A MASSIVE hunt continued today for the gunman who killed one West Yorkshire policeman and wounded another.
The killer fired after being detained by the officers during a routine check of a stolen vehicle in Oakwood, Leeds.
The dead officer was named today as Ian Broadhurst, 34, of Leeds.
Police described the Boxing Day killing as an "appalling, dreadful attack".
Pc Broadhurst's wife was said to be "absolutely distraught".
The killer fled in a green Rover 6 car, after hijacking it from a couple at gunpoint.
The traffic officer and his colleague - Pc Neil Roper, 45, a father-of-two from Wakefield - were shot at around 4pm yesterday as they were making an arrest in Oakwood after they noticed a black BMW car was strangely parked.
Det Supt Chris Gregg said the officers carried out extra checks on the BMW, which was parked on Dib Lane, near the junction with the A58 Easterly Road, and discovered it was stolen, with false number plates.
The driver was taken to the police car and put in the back seat. As one officer opened the back door to handcuff the suspect he produced a handgun and shot each policeman several times, fatally wounding the officer in the front seat.
Pc Roper had surgery last night, but was said to be in a stable and non-life-threatening condition in hospital.

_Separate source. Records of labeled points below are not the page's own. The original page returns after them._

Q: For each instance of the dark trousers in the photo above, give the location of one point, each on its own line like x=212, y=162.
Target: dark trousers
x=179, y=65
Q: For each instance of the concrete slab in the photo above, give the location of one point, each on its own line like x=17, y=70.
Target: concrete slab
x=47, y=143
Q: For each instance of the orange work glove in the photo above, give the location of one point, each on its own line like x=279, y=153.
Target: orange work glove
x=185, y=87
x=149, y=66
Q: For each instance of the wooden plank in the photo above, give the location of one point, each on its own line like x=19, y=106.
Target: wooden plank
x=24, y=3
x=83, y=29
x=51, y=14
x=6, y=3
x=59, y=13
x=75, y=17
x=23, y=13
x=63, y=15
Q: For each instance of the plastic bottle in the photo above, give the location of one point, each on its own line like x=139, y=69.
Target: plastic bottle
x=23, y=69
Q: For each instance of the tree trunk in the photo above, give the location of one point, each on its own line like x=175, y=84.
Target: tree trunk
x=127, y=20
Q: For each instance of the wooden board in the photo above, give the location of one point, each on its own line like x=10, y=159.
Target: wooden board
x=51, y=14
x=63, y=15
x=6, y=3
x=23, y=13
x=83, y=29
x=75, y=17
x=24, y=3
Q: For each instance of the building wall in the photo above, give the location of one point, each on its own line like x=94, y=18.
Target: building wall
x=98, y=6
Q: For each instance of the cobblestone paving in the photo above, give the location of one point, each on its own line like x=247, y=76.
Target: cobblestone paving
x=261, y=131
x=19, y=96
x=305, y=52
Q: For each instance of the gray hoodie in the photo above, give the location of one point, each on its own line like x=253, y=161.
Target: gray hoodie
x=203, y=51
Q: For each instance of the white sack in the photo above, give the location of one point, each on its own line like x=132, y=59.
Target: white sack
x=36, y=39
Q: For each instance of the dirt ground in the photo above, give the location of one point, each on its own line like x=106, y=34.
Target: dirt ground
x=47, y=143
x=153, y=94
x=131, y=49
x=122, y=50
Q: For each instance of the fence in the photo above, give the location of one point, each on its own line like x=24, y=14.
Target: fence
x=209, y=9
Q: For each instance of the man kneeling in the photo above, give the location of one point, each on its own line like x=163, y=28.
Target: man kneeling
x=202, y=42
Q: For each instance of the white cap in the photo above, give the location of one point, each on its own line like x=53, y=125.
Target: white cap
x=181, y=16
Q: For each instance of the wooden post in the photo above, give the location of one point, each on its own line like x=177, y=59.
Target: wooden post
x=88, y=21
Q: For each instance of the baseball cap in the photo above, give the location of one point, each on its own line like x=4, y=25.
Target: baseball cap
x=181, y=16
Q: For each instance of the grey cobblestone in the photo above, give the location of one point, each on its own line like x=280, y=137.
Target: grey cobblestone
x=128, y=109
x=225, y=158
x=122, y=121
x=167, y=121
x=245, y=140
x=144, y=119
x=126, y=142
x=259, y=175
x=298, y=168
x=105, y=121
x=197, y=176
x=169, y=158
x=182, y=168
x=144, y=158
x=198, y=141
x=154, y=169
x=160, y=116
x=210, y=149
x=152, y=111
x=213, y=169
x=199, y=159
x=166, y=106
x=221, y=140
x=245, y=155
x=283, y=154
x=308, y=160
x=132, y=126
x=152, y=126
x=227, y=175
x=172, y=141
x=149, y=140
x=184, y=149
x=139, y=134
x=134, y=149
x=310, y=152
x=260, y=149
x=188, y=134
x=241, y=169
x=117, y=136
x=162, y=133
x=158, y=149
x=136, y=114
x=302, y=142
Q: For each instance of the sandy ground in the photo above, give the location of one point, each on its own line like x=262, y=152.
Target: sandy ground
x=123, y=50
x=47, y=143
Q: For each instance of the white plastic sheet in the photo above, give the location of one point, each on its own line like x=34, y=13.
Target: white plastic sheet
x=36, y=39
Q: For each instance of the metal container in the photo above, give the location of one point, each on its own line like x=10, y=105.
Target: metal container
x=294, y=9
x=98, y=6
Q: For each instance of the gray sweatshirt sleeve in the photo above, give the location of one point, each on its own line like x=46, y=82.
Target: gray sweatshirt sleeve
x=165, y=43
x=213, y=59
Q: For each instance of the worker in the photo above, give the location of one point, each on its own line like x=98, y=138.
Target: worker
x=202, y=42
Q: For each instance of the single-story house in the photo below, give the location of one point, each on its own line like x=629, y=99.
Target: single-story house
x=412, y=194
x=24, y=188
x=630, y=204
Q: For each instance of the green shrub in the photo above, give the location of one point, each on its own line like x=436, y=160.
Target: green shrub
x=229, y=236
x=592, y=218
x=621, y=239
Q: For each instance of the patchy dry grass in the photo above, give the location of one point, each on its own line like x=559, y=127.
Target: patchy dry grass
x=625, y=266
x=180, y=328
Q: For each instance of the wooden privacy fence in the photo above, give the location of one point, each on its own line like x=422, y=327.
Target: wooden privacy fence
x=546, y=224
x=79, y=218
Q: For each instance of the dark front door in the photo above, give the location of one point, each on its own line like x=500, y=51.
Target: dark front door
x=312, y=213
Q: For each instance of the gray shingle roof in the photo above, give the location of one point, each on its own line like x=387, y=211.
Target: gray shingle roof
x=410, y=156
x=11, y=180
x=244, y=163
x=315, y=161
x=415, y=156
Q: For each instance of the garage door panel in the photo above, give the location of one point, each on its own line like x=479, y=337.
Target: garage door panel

Det Supt Gregg, a former head of Huddersfield CID, said: "This was an attack on two unarmed officers which can only be described as an appalling, dreadful, attack."
West Yorkshire Assistant Chief Constable John Sampson said: "The dead officer's wife is absolutely distraught, deeply distressed and in a state of disbelief."
After the shootings, the gunman threatened a passer-by, and a struggle ensued. Officers now want to talk to this man, who left before they arrived.
The gunman fired indiscriminately into the street then stopped two people who were passing in the green Rover. He stole their vehicle, leaving them on the pavement. The car - number L410 PMB - has not yet been traced.
The gunman was described as white, in his 30s to 40s, with a stocky build and a tanned or olive complexion.
Residents described the area around Dib Lane as "quiet".
One said: "It's an all right area. It's very quiet, nothing ever really happens."
Jan Berry, the chairwoman of the Police Federation, said: "This tragedy highlights the growing dangers police officers face every day when serving their local communities.
"Our thoughts are with their families, friends and colleagues at this difficult time."
More than 50 police officers have been killed since 1980 in the battle against the increasing violence on Britain's streets.
From 2000 to date, eight officers have lost their lives.